I like long walks, especially when they are taken by people who annoy me.
A well-worn one-dollar bill and a similarly distressed twenty-dollar bill arrived at a Federal Reserve Bank to be retired. As they moved along the conveyor belt to be burned, they struck up a conversation.
The twenty-dollar bill reminisced about its travels all over the country. "I've had a pretty good life," the twenty proclaimed, "Why I've been to Las Vegas and Atlantic City, the finest restaurants in New York, performances on Broadway, and even a cruise to the Caribbean."
"Wow!" said the one-dollar bill. "You've really had an exciting life!" "So, tell me," says the twenty, "where have you been throughout your lifetime?"
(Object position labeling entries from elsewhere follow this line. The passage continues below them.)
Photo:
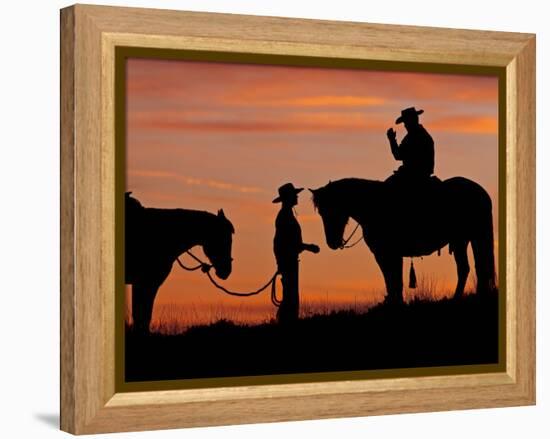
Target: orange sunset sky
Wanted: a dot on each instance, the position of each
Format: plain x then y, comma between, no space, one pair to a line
207,136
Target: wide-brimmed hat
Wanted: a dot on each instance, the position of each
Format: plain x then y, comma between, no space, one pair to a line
286,191
408,113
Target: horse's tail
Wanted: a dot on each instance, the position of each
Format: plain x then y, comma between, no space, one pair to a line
483,247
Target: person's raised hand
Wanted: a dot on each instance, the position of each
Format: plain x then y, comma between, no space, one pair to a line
314,248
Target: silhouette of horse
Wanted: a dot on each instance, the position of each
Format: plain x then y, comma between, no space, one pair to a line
459,213
154,238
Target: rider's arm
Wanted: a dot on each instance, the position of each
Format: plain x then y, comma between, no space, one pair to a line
395,149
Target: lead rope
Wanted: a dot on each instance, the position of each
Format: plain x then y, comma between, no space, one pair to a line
345,241
412,276
206,269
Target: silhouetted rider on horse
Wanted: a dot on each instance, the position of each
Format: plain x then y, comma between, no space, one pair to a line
414,191
416,150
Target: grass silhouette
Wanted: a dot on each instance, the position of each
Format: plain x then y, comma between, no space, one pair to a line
422,333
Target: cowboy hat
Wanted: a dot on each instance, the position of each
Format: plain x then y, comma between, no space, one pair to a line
407,113
287,190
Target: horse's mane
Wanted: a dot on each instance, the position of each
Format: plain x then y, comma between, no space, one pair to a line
205,217
348,187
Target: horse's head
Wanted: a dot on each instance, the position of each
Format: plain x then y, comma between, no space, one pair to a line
217,246
328,204
131,204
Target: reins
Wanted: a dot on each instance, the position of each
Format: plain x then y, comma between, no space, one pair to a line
205,267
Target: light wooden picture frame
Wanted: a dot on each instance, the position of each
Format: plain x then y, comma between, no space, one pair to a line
91,402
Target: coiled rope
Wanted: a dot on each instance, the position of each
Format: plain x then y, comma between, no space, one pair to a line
205,268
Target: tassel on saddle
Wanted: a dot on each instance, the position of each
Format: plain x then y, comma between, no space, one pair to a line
412,276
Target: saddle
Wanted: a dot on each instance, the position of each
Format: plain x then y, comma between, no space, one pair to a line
416,208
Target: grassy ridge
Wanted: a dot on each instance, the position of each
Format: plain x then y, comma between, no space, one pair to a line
421,333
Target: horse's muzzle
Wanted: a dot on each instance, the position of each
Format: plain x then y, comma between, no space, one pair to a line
223,274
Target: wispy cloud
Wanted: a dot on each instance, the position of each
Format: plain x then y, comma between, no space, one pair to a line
466,124
193,181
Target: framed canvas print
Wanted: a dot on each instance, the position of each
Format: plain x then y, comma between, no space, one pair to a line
271,219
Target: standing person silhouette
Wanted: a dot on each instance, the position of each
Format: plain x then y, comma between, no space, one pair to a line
416,150
287,245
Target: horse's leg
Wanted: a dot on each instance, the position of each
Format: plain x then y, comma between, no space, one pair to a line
462,266
392,269
143,297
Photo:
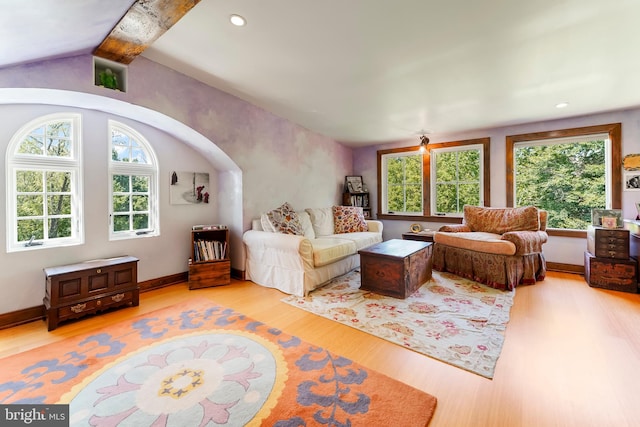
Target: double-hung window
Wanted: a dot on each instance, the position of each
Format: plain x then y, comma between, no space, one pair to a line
567,172
133,190
402,188
44,184
437,182
456,178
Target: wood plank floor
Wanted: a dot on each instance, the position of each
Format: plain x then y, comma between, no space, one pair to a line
571,355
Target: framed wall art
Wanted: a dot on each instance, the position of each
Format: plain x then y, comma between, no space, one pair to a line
189,188
354,183
632,181
609,216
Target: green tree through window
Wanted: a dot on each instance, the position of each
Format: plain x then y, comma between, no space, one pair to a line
43,169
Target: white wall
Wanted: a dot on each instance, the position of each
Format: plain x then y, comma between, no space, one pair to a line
562,250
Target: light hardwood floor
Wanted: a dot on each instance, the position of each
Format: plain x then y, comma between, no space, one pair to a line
571,355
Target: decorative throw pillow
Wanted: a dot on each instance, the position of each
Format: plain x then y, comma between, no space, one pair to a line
285,220
349,219
321,220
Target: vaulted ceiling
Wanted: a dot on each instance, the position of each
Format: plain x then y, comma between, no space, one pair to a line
368,71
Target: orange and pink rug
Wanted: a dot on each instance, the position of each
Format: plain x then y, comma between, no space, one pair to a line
197,364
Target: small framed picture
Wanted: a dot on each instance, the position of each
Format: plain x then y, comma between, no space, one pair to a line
354,183
632,181
598,216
The one-dollar bill replies, "Oh, I've been to the Methodist Church, the Presbyterian church, the Baptist Church, the Lutheran Church and to the Episcopal Church." The twenty-dollar bill interrupts, "What's a church?"
I told my son "I want you to marry a girl of my choice!" He said "NO!" I told him she’s Bill Gates daughter!!!! He said "OKAY!"
Got in contact with Bill Gates & told him "I want your daughter to marry my son!" He said "NO!" Told him my son was the CEO of the World Bank! He said "OKAY!"
Went to the Chairman of the World Bank & told him to make my son CEO of the Bank! He said "NO!" Told him my son is Bill Gates' Son in Law! He said "OKAY!"
And that, my friends, is the essence of how politics works…
This isn’t made up. It’s comes from an actual sign we saw on our recent trip:
We saw a sign at the side of the road said, “Purgatory Emporium Antique Mall” which we found amusing. (Bonnie said that the business was probably named by a husband who had had to spend to much time in such places with his wife.)
I discovered later that it is an actual store (see below) and that it was actually named for Purgatory Mountain in Virginia, which it is near.
Have you heard the song about a tortilla. Well, actually it’s more of a wrap.
Ever stop to think… and forget to start again?
A sign seen for a restaurant: “Peace, Love and Barbecue!” Does this mean that the meat was smoked with pot?
If tomatoes are technically a fruit, is ketchup a smoothie?
Q: How many seconds are there in one year? A: 12 of them: January 2nd, February 2nd, March 2nd, April 2nd, May 2nd, June 2nd, July 2nd, August 2nd, September 2nd, October 2nd, November 2nd, December 2nd.
If lawyers are disbarred and clergymen defrocked, then doesn’t it follow that electricians can be delighted, musicians denoted, cowboys deranged, models deposed, tree surgeons debarked, and dry cleaners depressed?
Do Lipton Tea employees get to take “coffee breaks?”
Does the little mermaid wear an algebra?